The only slight blemish on a superb day for Purdue was missing her pre-race target of leaping to number two on the UK all-time list ahead of Yamauchi’s 2:23:12.

“I did miss my A-goal,” said Purdue. “My pace dropped a bit, but I carried on and I ground it out.”

She did so with aplomb. Setting off alongside her training partner, Australian super veteran Sinead Diver, she was paced by Eilish McColgan, whose mother, Liz, the 1996 London champion, had started the race.

The 44-year-old Diver finished 10th in the Tokyo Olympic marathon in August and provided a perfect race mate in the early stages. But Purdue soon powered on alone towards her target.

“The last six miles were very tough, with my quads cramping but then I felt good again,” she said. “It was great to execute my plan on the day.”

No one else could get close, but Rose Harvey was the closest, the 29-year-old breaking the 2:30 barrier for the first time as she clocked 2:29:45, an agonising 15 seconds outside the Worlds standard.

Samantha Harrison also smashed her PB, the rising talent finishing third in 2:32:22, almost 20 minutes inside her previous best.
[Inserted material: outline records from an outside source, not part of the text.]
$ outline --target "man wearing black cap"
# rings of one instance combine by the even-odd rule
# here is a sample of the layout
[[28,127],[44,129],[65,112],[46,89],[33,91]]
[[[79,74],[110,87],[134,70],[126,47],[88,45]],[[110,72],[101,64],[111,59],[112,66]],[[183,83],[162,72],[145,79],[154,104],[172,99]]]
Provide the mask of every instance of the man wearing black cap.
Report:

While Purdue fulfilled her favourite tag in the women’s race, Sesemann’s victory was a seismic shock to the men’s. Indeed, Mellor had been hot-tipped to win after his impressive rain-swept victory last year and a personal best of 2:10:05 from Seville 18 months ago.

But the defending champion faded in the second half as Sesemann took it on. For a while the Leeds City athlete looked on course for the Worlds, but the final miles took their toll on the marathon first-timer.
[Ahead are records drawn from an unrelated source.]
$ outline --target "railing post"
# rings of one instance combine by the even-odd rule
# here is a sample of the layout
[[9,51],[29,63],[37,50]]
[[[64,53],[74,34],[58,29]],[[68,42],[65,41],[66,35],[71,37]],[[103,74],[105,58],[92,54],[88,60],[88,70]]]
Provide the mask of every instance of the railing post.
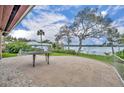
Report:
[[0,30],[0,60],[2,59],[2,30]]

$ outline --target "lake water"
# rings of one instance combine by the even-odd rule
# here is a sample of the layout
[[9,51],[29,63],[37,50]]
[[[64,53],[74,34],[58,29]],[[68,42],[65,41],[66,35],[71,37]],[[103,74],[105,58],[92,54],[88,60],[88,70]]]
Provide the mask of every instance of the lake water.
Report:
[[[64,47],[64,49],[67,49],[67,47]],[[78,47],[70,47],[70,49],[77,51]],[[118,52],[124,50],[124,47],[114,47],[114,51]],[[111,47],[82,47],[81,53],[87,53],[87,54],[96,54],[96,55],[105,55],[106,53],[111,53],[112,49]]]

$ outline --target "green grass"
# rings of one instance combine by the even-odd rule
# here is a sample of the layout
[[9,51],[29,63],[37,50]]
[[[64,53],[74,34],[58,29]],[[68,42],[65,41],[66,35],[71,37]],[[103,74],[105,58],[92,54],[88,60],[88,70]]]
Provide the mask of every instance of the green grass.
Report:
[[71,56],[71,54],[53,52],[50,56]]
[[14,54],[14,53],[2,53],[3,58],[15,57],[15,56],[17,56],[17,54]]
[[95,59],[98,61],[102,61],[104,63],[108,63],[108,64],[112,64],[113,60],[112,60],[112,56],[103,56],[103,55],[93,55],[93,54],[79,54],[80,57],[86,57],[86,58],[90,58],[90,59]]
[[92,55],[92,54],[83,54],[83,53],[80,53],[78,55],[72,55],[72,54],[56,53],[56,52],[51,53],[50,56],[80,56],[80,57],[95,59],[95,60],[102,61],[102,62],[108,63],[108,64],[113,63],[112,56]]

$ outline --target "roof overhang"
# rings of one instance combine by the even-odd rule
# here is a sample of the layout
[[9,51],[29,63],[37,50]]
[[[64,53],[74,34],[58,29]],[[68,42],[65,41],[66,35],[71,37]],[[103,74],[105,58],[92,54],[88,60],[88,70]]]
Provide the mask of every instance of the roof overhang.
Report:
[[10,33],[32,8],[33,5],[0,5],[0,30],[3,35]]

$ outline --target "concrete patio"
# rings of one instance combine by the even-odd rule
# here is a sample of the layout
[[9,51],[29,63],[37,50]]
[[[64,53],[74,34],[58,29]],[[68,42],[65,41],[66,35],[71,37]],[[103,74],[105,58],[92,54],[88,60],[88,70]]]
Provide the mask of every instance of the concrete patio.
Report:
[[96,60],[52,56],[48,65],[44,56],[37,56],[33,68],[32,56],[18,56],[0,63],[0,86],[120,87],[122,83],[111,65]]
“The last six miles were a death march,” he said. “It was just really difficult to get the pain out of my head. The headwind was really strong and I was just employing damage limitation at a solid pace.

“I am disappointed to miss the World Championship time but it’s my birthday today, so it’s been a 10 out of 10 result for me.

I work in A&E at St James’s Hospital in Leeds and my colleagues have been incredible in supporting me in the build-up,” he added. “Today has been special to share it with my friends, family and colleagues, they have enabled me to reduce my hours and reduce my risk from Covid so I can continue training.

“Now I’m really looking forward to seeing my family and friends, and my girlfriend Jess and my dog, Kipchoge.”

Behind Sesemann, 2017’s shock winner Joshua Griffiths emerged to take second in 2:13:39, with Matthew Leach third Briton in 2:15:31, a personal best for him too.